The area isn’t a stranger to the threat of being engulfed by the force of nature. A hundred years ago lava from the Chinyero volcano eruption lapped at the doors of Las Manchas and Valle de Arriba, and the villages were only saved by the intervention of a procession carrying a statue of Santa Ana to the edge of the lava flowed which duly slowed and stopped. My guess, looking at how close the fire came to some of the villages in the valley, that the saint is going to be credited with another miracle.
Despite the villages escaping relatively unscathed, the surrounding forests didn’t fare quite as well; some of the hills look as though they’ve received nature’s version of chemotherapy, the few remaining trees looking sparse and weak. However, there is hope; on many of the pines at the top of the valley I could see fresh green growth amongst the bare brown branches.
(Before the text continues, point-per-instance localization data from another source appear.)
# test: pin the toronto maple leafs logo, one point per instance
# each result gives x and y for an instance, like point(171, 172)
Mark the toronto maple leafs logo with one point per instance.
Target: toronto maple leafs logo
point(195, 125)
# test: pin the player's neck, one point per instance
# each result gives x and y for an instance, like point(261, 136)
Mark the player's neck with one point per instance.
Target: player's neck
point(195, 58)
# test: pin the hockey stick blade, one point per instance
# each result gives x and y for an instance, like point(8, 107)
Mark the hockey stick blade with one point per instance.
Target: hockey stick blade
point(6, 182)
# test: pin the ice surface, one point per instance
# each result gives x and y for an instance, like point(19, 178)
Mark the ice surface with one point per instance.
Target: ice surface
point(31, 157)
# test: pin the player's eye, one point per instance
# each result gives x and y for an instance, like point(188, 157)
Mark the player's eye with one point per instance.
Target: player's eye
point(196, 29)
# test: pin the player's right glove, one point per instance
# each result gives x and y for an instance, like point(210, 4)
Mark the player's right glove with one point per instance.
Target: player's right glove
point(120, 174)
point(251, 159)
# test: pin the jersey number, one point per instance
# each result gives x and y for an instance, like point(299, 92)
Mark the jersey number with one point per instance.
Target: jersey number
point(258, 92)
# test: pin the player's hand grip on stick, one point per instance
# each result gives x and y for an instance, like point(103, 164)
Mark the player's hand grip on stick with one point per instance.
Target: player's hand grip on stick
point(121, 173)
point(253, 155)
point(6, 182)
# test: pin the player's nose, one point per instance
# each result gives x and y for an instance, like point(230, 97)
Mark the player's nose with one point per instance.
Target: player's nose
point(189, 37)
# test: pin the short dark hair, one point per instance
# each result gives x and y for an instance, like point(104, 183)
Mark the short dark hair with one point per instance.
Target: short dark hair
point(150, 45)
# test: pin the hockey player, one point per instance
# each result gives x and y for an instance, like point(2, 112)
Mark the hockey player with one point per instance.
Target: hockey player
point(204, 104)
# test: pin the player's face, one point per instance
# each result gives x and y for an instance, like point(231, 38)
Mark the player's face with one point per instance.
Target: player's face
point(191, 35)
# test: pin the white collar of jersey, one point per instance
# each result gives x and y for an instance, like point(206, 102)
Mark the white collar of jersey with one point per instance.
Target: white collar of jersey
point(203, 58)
They’re resilient these Canarian pines.
The worst area that I saw was the area around the Erjos pools, a favourite with walkers, which has been devastated by the fire, even though the countryside a couple of hundred yards farther on was completely untouched by the blaze. In fact any visitors travelling between Erjos and Icod de los Vinos wouldn’t be able to tell that there had been a fire.
Above Icod, I could see the path the fire took. A broad band of copper coloured pines stretches across the hillside back towards the source of the fire at Los Realejos. To anyone who didn’t know better, it might look like a forest with its autumn colours on display, but of course, we don’t have autumnal colours here.
I couldn’t tell from the road, but my hope is that these pines will be like the ones near Santiago; that there’s still life in the trees.